Gopal*, a user of Grindr, a gay dating app, said he went on a date less than a week ago. “Though I had apprehensions about meeting my date in person, he assured me that he had no symptoms and was completely fine. He had returned from Germany recently. After we met, I didn’t think about any COVID-19 threats while being intimate with my partner.”

Though Italy and France had to change their traditional ways of greeting people with a kiss on the cheek, predominantly, couples in India do not appear to be shaken by it much. Representational image: iStock

However, this doesn’t seem to be the case in all dating-app stories. Shreyans, a habitual user of Tinder in Chennai, said the girl he was supposed to go on a first date with cancelled after her parents did not allow her to step out due to the COVID-19 outbreak.

Another user, Sujith*, who had made plans to travel to Bangalore to meet his date, sits at home in frustration now. “We had been texting and talking for almost three months and I had planned to travel to Bangalore to meet her. Maybe even hook up. But coronavirus totalled all my plans,” he said.
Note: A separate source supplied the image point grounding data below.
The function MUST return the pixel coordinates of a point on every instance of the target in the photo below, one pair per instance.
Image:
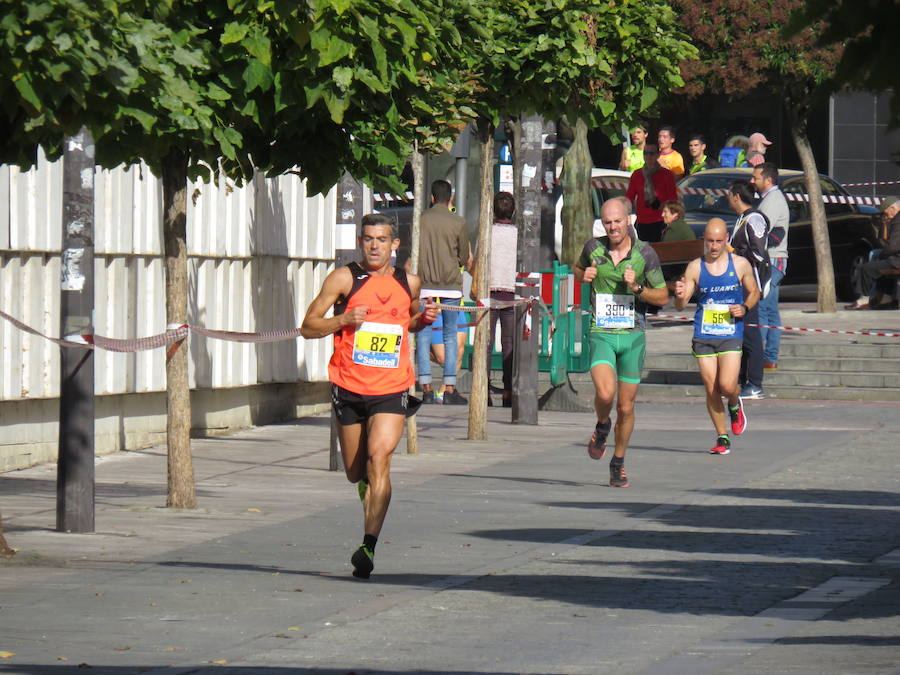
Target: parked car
(853, 230)
(599, 195)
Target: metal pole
(460, 151)
(534, 159)
(75, 462)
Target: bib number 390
(614, 311)
(377, 344)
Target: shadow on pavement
(37, 669)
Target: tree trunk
(578, 210)
(181, 489)
(531, 189)
(5, 549)
(418, 166)
(481, 282)
(821, 240)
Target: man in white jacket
(774, 206)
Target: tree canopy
(741, 46)
(866, 29)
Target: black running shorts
(701, 347)
(352, 408)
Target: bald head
(715, 239)
(615, 221)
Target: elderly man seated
(888, 258)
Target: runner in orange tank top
(375, 307)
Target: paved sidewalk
(504, 556)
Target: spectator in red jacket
(648, 188)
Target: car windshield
(713, 204)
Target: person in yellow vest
(376, 306)
(669, 157)
(633, 155)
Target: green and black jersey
(615, 307)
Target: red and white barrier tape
(721, 192)
(388, 197)
(877, 182)
(674, 317)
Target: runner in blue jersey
(726, 288)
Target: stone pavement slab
(505, 556)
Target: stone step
(788, 364)
(826, 350)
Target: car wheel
(844, 281)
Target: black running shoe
(617, 475)
(363, 561)
(454, 398)
(597, 444)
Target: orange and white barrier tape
(721, 192)
(675, 317)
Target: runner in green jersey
(625, 277)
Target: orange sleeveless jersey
(374, 360)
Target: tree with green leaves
(742, 47)
(223, 88)
(587, 60)
(866, 29)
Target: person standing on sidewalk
(749, 239)
(774, 207)
(699, 160)
(726, 288)
(443, 251)
(376, 305)
(504, 248)
(866, 279)
(669, 157)
(625, 275)
(648, 188)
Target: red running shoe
(722, 446)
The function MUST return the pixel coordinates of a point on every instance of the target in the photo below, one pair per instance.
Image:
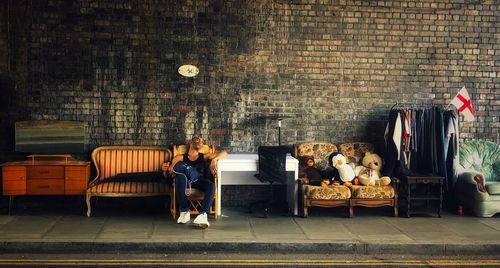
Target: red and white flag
(464, 104)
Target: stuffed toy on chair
(346, 173)
(314, 174)
(369, 173)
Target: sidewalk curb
(279, 247)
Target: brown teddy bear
(314, 174)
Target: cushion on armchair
(328, 193)
(372, 192)
(493, 188)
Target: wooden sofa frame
(110, 161)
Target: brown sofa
(334, 196)
(128, 171)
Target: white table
(250, 163)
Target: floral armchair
(311, 195)
(478, 184)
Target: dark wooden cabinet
(51, 175)
(421, 194)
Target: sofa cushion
(493, 188)
(113, 160)
(328, 193)
(372, 192)
(130, 188)
(138, 176)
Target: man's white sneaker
(201, 221)
(185, 217)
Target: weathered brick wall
(334, 67)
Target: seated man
(190, 170)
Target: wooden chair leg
(89, 209)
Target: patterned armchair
(478, 184)
(368, 196)
(310, 195)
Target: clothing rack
(401, 106)
(418, 138)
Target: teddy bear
(369, 172)
(314, 174)
(346, 173)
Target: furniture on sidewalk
(318, 196)
(45, 175)
(417, 189)
(196, 197)
(334, 196)
(272, 168)
(128, 171)
(369, 196)
(478, 185)
(248, 163)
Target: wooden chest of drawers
(45, 178)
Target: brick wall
(334, 67)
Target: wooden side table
(423, 188)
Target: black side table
(421, 188)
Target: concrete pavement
(371, 231)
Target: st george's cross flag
(464, 104)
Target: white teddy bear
(369, 172)
(345, 171)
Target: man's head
(196, 142)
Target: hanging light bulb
(188, 70)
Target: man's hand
(213, 166)
(164, 166)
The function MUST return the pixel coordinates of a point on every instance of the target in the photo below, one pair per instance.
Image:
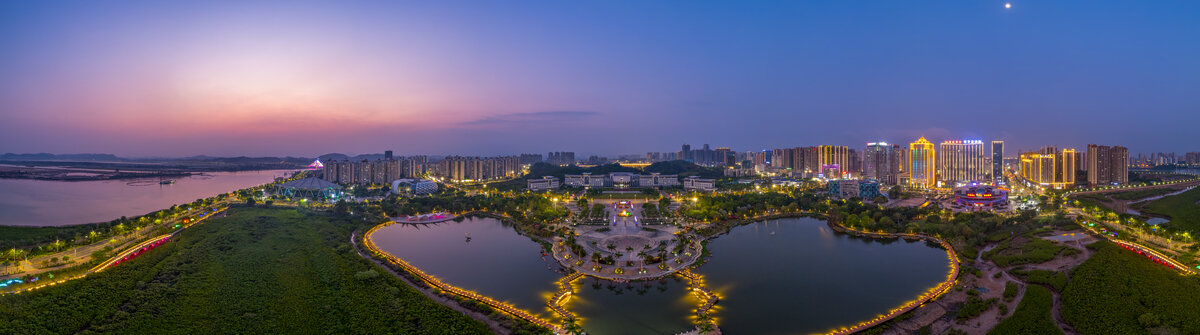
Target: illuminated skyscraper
(1108, 165)
(881, 161)
(924, 163)
(997, 161)
(1049, 168)
(961, 161)
(834, 155)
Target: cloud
(532, 117)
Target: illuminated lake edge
(568, 285)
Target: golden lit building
(923, 172)
(961, 161)
(1049, 168)
(834, 155)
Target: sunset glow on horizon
(307, 78)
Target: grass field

Related news | Lockdown in 75 Indian districts, transport stalled till March 31

Is love sans physical contact doable?

Meera*, who has been in an inter-religious relationship with a Muslim man for almost 3 years, said the idea of not having physical contact never struck her whenever she met her boyfriend. “I have been meeting him almost every day amidst this virus breakout and I had no apprehensions in holding hands, hugging or kissing him,” she said. She however added that she was able to do so only because they were aware of each other’s minimal travel and contact history.

Though Italy and France had to change their traditional ways of greeting people with a kiss on the cheek, predominantly, couples here do not appear to be shaken by it much. PSAs by health authorities to steer clear of handshakes, hugs, and kisses seem to make no significant dent in the dating pattern.

Be it people who have been seeing each other for several years and are aware of their health, travel and contact history, or be it people on first dates and unaware of each other’s histories, love and lust always seem to find its way through a tumultuous pandemic.